Values, market analysis, sale results, and more than on the Ford Mustang at Bring a Trailer.

1966 lamborghini miura

Charlie Magee Machine and Driver

1966 Lamborghini Miura

What started equally a side projection and marketing do ultimately gave birth to the modern supercar. Designed past Bertone'southward Marcello Gandini, the Miura is a Botticelli brushstroke brought to life on summit of clever engineering science. Its eyelashed headlights, graceful waistline, and voluptuous fenders take, for decades, seduced writers into describing its beauty in man terms. Here's what we can say without hyperbole: The Miura radiates power and speed and drama fifty-fifty when it'due south parked.

A claimed top speed of 174 mph made it the fastest production car at the fourth dimension.
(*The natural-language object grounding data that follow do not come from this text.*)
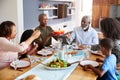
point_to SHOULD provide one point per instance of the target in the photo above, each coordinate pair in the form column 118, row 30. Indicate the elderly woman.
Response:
column 111, row 29
column 8, row 50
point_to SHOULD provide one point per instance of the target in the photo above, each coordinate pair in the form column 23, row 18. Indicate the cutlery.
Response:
column 69, row 64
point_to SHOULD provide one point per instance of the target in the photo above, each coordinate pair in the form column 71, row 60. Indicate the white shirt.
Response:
column 89, row 37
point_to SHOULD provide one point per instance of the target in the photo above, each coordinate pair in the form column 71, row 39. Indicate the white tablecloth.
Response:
column 45, row 74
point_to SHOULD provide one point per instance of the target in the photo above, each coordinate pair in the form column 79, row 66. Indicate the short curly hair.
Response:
column 6, row 28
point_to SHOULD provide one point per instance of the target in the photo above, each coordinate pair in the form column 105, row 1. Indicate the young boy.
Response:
column 108, row 68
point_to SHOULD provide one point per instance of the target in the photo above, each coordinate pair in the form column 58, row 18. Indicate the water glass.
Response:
column 86, row 54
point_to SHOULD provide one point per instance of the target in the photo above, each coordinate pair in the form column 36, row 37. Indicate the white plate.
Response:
column 44, row 52
column 20, row 63
column 50, row 68
column 86, row 62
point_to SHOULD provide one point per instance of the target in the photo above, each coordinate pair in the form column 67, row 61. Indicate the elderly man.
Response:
column 45, row 39
column 84, row 34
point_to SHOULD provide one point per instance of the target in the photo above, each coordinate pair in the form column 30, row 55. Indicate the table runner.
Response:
column 45, row 74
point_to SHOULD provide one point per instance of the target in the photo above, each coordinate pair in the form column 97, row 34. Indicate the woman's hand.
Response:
column 68, row 35
column 86, row 67
column 36, row 34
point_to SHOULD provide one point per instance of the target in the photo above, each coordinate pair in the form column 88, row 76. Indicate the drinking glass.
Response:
column 68, row 41
column 44, row 55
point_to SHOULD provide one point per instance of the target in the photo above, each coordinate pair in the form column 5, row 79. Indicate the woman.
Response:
column 111, row 29
column 9, row 51
column 33, row 46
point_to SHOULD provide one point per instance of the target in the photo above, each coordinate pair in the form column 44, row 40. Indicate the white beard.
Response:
column 85, row 28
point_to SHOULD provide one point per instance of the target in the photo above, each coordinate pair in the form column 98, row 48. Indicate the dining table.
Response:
column 78, row 73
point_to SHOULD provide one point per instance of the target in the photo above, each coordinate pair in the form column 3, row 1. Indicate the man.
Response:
column 84, row 34
column 45, row 39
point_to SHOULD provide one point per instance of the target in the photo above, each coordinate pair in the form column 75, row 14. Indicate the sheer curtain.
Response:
column 83, row 7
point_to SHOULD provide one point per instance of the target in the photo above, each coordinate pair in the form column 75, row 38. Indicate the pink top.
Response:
column 9, row 51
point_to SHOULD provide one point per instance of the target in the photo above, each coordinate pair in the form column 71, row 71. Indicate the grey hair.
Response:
column 41, row 16
column 87, row 17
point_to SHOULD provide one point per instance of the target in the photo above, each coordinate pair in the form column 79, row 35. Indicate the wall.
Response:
column 12, row 10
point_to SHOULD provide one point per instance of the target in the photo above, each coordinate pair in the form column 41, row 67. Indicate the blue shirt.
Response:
column 89, row 37
column 109, row 66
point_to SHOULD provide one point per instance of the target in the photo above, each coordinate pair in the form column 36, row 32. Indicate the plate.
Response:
column 44, row 52
column 91, row 62
column 50, row 68
column 94, row 52
column 20, row 63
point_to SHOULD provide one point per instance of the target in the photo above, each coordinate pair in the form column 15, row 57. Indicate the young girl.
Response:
column 33, row 46
column 108, row 68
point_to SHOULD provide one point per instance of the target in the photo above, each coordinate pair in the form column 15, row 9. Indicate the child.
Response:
column 108, row 68
column 33, row 47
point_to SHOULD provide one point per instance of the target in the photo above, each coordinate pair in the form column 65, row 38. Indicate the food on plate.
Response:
column 57, row 63
column 32, row 77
By transversely mounting the 345-hp Five-12—with the gearbox integrated with the oil sump—behind the motel, Lamborghini could go along the wheelbase shorter than if the engine were up front, instilling in the Miura an athleticism to lucifer its looks.

This car has defined more than simply Lamborghini; information technology introduced the concept of a mid-engine two-seater that combines forward-looking design and raw power. It pointed the style for every supercar since, and traces of its DNA can be found in everything from modern Ferraris to Corvettes. A remarkably impressive feat for a car with a production run of just 763. —Roberto Baldwin

Values, market assay, sale results, and more than on the Lamborghini Miura at Bring a Trailer.

1968 BMW 2002

Only you tin read all about this one in the David Eastward. Davis Jr. classic, "Turn Your Hymnals to 2002."